While different credit reporting agencies will use different ranges and algorithms to determine your score, most lenders will look at your FICO score (developed by the Fair Isaac Company) — which goes from 300 to 850. The higher your score, the better you look…but what qualifies as high enough, and what is too low? The cutoff for each range may be a little fluid, but generally, this is what it looks like:

Below 630: Bad Credit

There are many scenarios that can lead to a low credit score: bankruptcy, consistently-missed payments, or even just a lack of credit history — the case for many young people. Having bad credit means higher interest rates, higher fees, and limited credit card options (your best bet may be a secured card). However, there are ways to build up your credit score if you find yourself on the low end; it’ll just take some time and discipline. (See also: Rebuild Your Credit in 8 Steps)
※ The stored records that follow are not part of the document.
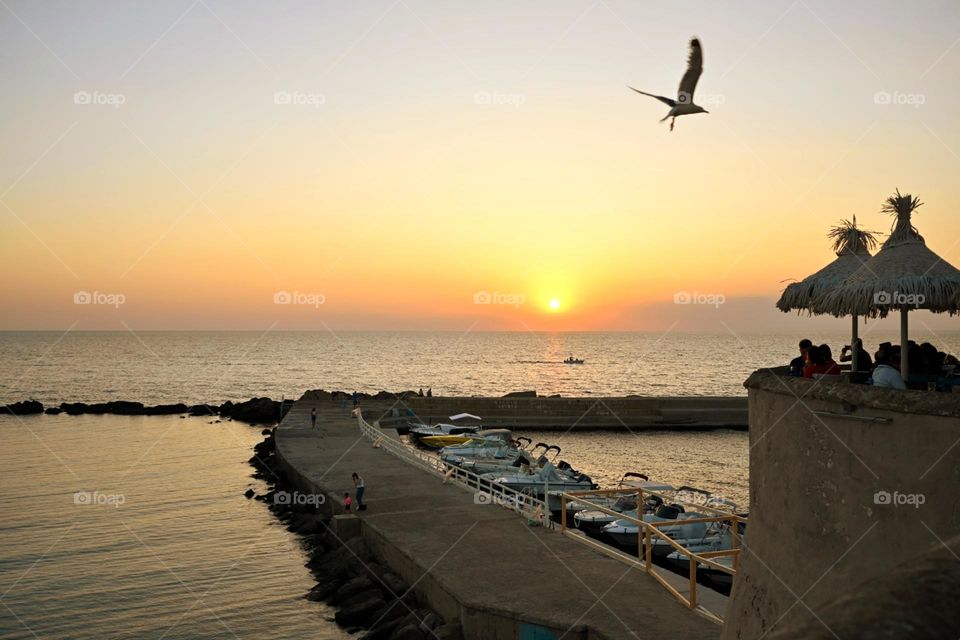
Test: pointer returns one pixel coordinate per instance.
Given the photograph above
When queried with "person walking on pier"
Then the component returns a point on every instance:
(358, 483)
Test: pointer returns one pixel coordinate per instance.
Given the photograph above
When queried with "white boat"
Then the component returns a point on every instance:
(458, 425)
(695, 535)
(631, 479)
(593, 521)
(545, 478)
(512, 461)
(488, 443)
(714, 577)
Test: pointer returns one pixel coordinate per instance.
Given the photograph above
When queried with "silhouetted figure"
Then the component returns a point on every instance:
(361, 487)
(797, 364)
(885, 375)
(683, 105)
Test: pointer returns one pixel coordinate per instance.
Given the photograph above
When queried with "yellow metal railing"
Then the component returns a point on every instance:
(646, 531)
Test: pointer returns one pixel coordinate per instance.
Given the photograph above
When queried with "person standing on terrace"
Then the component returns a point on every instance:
(797, 364)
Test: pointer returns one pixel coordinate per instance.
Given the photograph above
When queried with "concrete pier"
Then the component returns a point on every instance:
(479, 564)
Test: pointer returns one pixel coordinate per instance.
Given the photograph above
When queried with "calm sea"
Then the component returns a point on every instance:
(169, 547)
(135, 527)
(154, 367)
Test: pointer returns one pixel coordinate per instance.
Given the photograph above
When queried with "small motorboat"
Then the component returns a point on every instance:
(548, 476)
(710, 536)
(715, 578)
(472, 445)
(457, 426)
(630, 479)
(505, 460)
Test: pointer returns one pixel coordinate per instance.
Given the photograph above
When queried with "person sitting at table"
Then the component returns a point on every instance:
(816, 363)
(798, 363)
(884, 375)
(932, 360)
(831, 368)
(864, 362)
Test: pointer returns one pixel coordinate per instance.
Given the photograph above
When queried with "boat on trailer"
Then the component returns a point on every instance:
(458, 425)
(629, 480)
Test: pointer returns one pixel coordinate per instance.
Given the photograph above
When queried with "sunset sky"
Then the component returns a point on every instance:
(384, 165)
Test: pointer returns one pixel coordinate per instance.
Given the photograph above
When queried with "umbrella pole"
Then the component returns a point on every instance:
(853, 345)
(903, 344)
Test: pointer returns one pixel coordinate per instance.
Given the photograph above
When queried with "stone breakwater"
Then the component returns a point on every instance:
(367, 596)
(254, 411)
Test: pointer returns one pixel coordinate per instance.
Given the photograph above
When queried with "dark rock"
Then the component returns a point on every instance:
(116, 407)
(73, 408)
(324, 590)
(351, 588)
(256, 411)
(24, 408)
(449, 631)
(393, 582)
(204, 410)
(356, 598)
(429, 622)
(407, 632)
(360, 614)
(165, 409)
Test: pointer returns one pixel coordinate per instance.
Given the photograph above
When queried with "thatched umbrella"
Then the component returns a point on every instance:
(904, 275)
(852, 246)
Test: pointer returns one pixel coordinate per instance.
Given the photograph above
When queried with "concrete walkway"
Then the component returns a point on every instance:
(479, 563)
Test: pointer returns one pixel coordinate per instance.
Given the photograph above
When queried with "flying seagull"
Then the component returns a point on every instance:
(683, 105)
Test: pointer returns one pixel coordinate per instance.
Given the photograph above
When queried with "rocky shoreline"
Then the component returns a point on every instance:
(254, 411)
(366, 595)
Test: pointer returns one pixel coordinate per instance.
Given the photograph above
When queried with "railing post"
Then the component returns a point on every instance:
(648, 549)
(736, 556)
(693, 581)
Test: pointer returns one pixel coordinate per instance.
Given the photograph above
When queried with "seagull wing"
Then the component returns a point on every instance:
(666, 101)
(688, 84)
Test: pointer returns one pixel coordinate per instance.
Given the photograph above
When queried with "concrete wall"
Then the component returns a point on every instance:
(817, 529)
(632, 412)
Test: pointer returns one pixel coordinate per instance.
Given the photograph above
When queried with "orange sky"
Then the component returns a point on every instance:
(439, 162)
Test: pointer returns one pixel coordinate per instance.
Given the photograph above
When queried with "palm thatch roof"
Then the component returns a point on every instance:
(852, 246)
(905, 274)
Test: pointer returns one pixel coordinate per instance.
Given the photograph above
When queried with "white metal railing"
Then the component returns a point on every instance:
(485, 491)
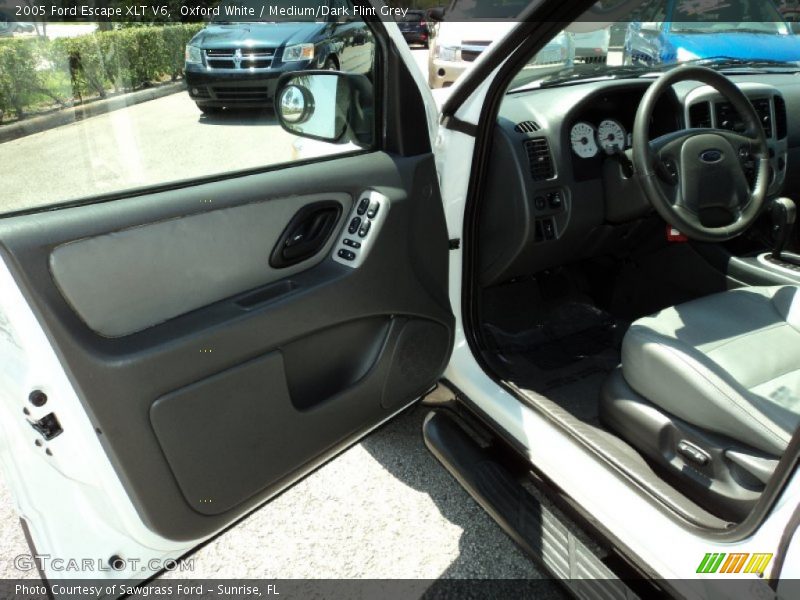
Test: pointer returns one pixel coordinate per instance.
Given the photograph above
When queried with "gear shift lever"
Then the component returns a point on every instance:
(784, 214)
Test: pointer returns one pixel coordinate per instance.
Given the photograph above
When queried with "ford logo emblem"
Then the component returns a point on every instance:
(711, 156)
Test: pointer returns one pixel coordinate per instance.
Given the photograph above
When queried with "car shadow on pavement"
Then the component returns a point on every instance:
(485, 551)
(240, 117)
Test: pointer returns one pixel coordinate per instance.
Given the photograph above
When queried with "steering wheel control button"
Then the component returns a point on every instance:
(670, 170)
(712, 155)
(363, 205)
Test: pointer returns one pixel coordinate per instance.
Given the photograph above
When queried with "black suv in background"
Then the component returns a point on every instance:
(414, 27)
(237, 65)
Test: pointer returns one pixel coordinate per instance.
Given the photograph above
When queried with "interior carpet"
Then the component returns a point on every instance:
(566, 356)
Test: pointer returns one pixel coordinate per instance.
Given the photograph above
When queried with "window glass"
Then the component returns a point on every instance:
(95, 109)
(653, 35)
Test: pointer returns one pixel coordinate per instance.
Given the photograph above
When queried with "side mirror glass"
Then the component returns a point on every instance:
(296, 105)
(330, 106)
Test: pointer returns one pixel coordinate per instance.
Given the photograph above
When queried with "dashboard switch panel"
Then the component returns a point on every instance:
(355, 242)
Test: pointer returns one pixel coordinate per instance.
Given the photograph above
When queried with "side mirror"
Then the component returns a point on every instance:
(436, 15)
(330, 106)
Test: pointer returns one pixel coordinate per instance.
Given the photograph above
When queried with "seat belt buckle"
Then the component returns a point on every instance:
(673, 235)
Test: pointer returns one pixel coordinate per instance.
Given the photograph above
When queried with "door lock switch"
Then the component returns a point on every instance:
(48, 426)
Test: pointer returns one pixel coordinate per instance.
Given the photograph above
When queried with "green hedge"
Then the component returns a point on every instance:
(35, 73)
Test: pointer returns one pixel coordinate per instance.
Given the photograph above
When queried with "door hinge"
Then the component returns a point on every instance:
(48, 426)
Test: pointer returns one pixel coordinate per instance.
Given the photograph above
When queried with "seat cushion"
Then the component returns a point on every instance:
(728, 363)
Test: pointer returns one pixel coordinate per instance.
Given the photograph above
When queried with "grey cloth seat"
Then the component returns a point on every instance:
(727, 363)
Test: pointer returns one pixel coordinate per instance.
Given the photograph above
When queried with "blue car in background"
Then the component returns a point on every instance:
(690, 30)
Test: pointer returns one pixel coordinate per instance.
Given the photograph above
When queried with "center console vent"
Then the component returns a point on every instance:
(780, 117)
(541, 162)
(728, 117)
(527, 127)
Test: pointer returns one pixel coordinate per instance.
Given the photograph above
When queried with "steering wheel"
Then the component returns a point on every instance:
(696, 179)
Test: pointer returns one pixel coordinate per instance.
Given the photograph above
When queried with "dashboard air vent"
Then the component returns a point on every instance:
(527, 127)
(700, 115)
(540, 160)
(780, 117)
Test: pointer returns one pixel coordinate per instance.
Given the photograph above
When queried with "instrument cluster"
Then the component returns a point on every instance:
(609, 136)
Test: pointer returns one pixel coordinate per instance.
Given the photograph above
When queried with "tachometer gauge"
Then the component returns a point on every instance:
(582, 138)
(611, 136)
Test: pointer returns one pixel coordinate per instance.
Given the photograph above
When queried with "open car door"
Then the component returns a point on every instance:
(173, 356)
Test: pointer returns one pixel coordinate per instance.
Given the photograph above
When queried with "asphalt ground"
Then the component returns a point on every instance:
(160, 141)
(384, 509)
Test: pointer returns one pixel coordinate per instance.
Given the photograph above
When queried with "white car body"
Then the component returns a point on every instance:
(75, 503)
(457, 40)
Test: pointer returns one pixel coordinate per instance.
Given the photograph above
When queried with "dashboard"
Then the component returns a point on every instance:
(559, 189)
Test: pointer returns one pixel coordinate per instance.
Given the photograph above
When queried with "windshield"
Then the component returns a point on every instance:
(637, 39)
(721, 16)
(468, 10)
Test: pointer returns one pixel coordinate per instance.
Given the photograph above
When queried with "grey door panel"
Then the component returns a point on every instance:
(312, 359)
(178, 265)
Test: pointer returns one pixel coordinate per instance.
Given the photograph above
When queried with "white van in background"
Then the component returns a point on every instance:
(466, 28)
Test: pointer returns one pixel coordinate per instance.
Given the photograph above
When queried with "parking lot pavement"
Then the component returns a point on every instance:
(159, 141)
(384, 509)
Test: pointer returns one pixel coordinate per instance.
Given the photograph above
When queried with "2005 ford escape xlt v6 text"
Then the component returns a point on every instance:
(597, 263)
(237, 65)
630-689: Fair/Average Credit

Having too much “bad” debt can put your credit score in this range. You may have a lot of credit card debt, or your credit card balance is often uncomfortably close to the limit. Lenders will need some convincing if you score is below 689. Your options for loans and credit will be limited, but there are a few credit cards that only require a fair/average credit score. Meanwhile, work on those habits that will bump you up the good (and eventually excellent!) credit range.

690-719: Good Credit

Being in this range means that you have a solid credit history and your accounts are in good standing, though you may have had a late payment or some extra credit card debt to deal with in the past. But generally, lenders likely won’t have an issue loaning money to you. With good credit, you can enjoy low rates and your choice of most credit cards, including those that allow you to earn rewards.

720-850: Excellent Credit

This is where you want to be. If you have an excellent credit score, you likely have a long credit history unmarked by the usual things that can ding your score: late payments, collections accounts, bankruptcies, and the like. Having multiple lines of credit, as well as several different kinds of credit, will also get you into this range. You’ll likely receive the best interest rates, the best repayment terms, and the lowest fees. Want a premium credit card with attractive rewards and sign-up bonuses? Take your pick. (See also: Best Credit Cards for People With Excellent Credit)

Having a good or excellent credit score, however, doesn’t mean you should get complacent! You don’t want your score to take a nosedive because of unexpected hits to your finances. Building in a decent buffer will allow you to retain a healthy score even if you miss a payment once or twice.